No sé si es
fruto de la casualidad, pero cuando he tenido que tomar un taxi en una ciudad
tan caótica como Madrid, muchos taxistas me han dicho que son nuevos, que son
novatos en aquel oficio tan denostado y tan importante, como servicio público
fundamental. Amablemente me lo dicen, indicando que son expertos
conductores, que han pasado muchas horas al volante de camiones, de furgonetas
de reparto, que saben lo que es sortear la virulencia de un tráfico atroz, pero
que han sido despedidos de sus trabajos o la empresa ha quebrado.
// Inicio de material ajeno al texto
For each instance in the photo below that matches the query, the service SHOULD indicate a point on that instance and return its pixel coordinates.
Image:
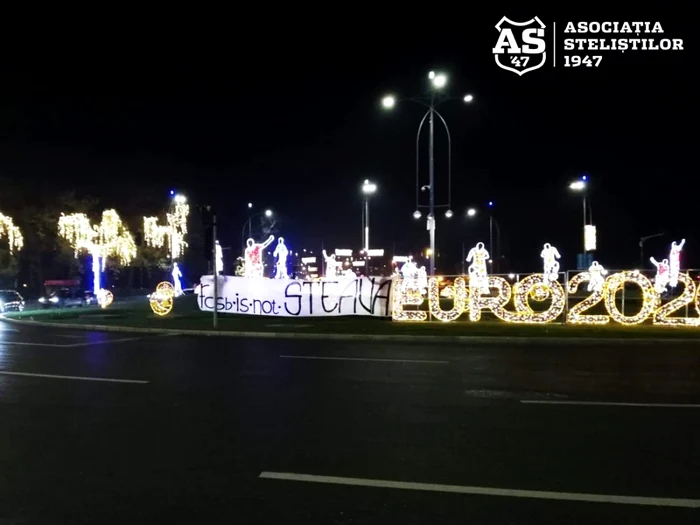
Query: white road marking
(104, 342)
(486, 491)
(326, 358)
(601, 403)
(76, 378)
(70, 345)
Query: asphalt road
(199, 430)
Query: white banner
(291, 298)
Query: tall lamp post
(437, 82)
(249, 225)
(368, 188)
(582, 186)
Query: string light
(650, 298)
(175, 229)
(661, 315)
(12, 232)
(163, 299)
(459, 296)
(109, 239)
(575, 315)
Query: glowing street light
(368, 188)
(388, 102)
(438, 81)
(581, 185)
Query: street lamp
(368, 188)
(582, 185)
(437, 82)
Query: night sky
(298, 127)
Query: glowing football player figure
(409, 273)
(674, 259)
(281, 253)
(422, 280)
(333, 267)
(662, 274)
(551, 266)
(219, 259)
(478, 273)
(253, 257)
(597, 279)
(177, 275)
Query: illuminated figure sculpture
(662, 274)
(422, 280)
(598, 273)
(177, 275)
(675, 262)
(253, 257)
(333, 267)
(478, 273)
(551, 266)
(281, 253)
(409, 273)
(219, 259)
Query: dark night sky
(299, 126)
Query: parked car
(11, 301)
(64, 298)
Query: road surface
(121, 428)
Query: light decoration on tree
(109, 239)
(12, 232)
(163, 299)
(175, 229)
(478, 273)
(674, 258)
(253, 257)
(650, 298)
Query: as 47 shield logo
(521, 46)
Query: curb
(557, 341)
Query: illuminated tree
(15, 241)
(174, 230)
(110, 239)
(9, 230)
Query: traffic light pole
(216, 277)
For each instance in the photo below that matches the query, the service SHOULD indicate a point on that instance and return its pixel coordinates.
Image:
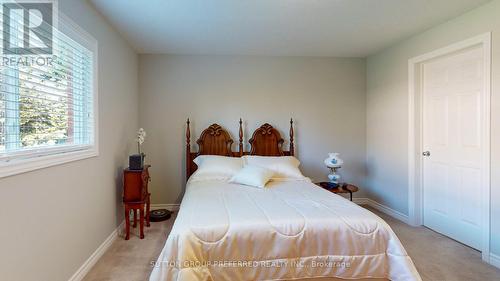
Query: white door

Por lo tanto,
no han tenido otra opción que seguir conduciendo, con la esperanza de conseguir
clientes por las calles de la ciudad, en las estaciones de tren, en los
hospitales o a la salida de las discotecas. Saben que cuando oyen esa maldita
palabra del emprendimiento, ellos la entienden como la del camino que surcan
todos los días desde que sale el sol hasta el ocaso, también bajo la luz de la
luna.
Saben que el
trabajo de taxista no es la panacea para salir de su situación, pero al menos
no tienen que sufrir la odiosa situación de reciclarse, realizar cursos de
formación, como si fueran adolescentes.
Más que un viaje
en taxi, he estado en un confesionario, escuchando las penas, las
cavilaciones como muchos españoles, que entre llantos y quejas a veces llegan a
sentirse culpables, como aquel que ha cometido un pecado, el de dejarse
arrastrar por el espejismo de unas políticas, basadas en el lucro, en el
dinero fácil. Han sido tantos los golpes que ha sufrido la población española,
que más que la protesta, más que la rebeldía, los ciudadanos han optado
por el silencio de la decepción. Nos han convencido de que vivíamos por
encima de nuestras posibilidades, y este embuste nos lo hemos creído.